The clock strikes twelve. Good-bye, 1878; and you, 1879, all hail! Be as kind to us as the departed, and we shall in turn bless your memory. This midnight hour of all the hours of the year is reputed the best for framing good resolutions, but somehow those I have tried at this season hitherto have not been exceptionally fortunate in bearing good fruit. However, I have never "resolved" on a New-Year's night before while suffering from heat and mosquitoes. I conclude to hazard one, so here goes antipodal resolution No. I. See what you are good for. I record it that it may be the more deeply impressed upon my mind, and, if a failure, that it may in print sternly stare me in the face, and not "down at my bidding."

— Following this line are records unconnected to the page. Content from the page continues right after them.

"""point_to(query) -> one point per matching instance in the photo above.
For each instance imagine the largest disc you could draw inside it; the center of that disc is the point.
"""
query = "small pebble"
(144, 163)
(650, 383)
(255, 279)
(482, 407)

To-day we make our first acquaintance with punkas. They extend throughout the cabin, ominous of hot weather, which I detest; Vandy, on the other hand, revels in it, and it is his turn now. Vandy handed me today a string of Cambodia money, sixty pieces, which cost only two cents, showing to what fractions they reduce exchanges in Cochin China. I have been careful to collect coins in every place visited. Sock No. 1 is now full, and I have had to start bag No. 2. I have some rare specimens; of Japan the set is complete, from the gold cobang, worth $115, oblong, five inches long by about three wide, down to the smallest copper piece. I have some Chinese coins shaped like a St. Andrew's cross, dating before Christ. The mania for coin collecting is another inherent tendency the presence of which has probably never been suspected in my disposition. But collecting the coin of the realm, when one thinks of it, isn't at all foreign to my tastes. The form of manifestation is different, that's all - old coin for new - the "ruling love," to use a Swedenborgianism, being the same; and the ruling love must be acted out, so Aunt tells me, even in heaven. "Oh!" said L., when she heard this, "I wonder what they'll get for Mr. - - to do in the other world; there are no dollars and cents there; but there will be the golden harps for him to trim and weigh." So he would still handle the siller, and be in his element. Some time afterward, when this was recalled to L., she declared that it was impossible that she could have said it. "Mr. - - trim and weigh! He would never be satisfied unless he were boiling it down solid."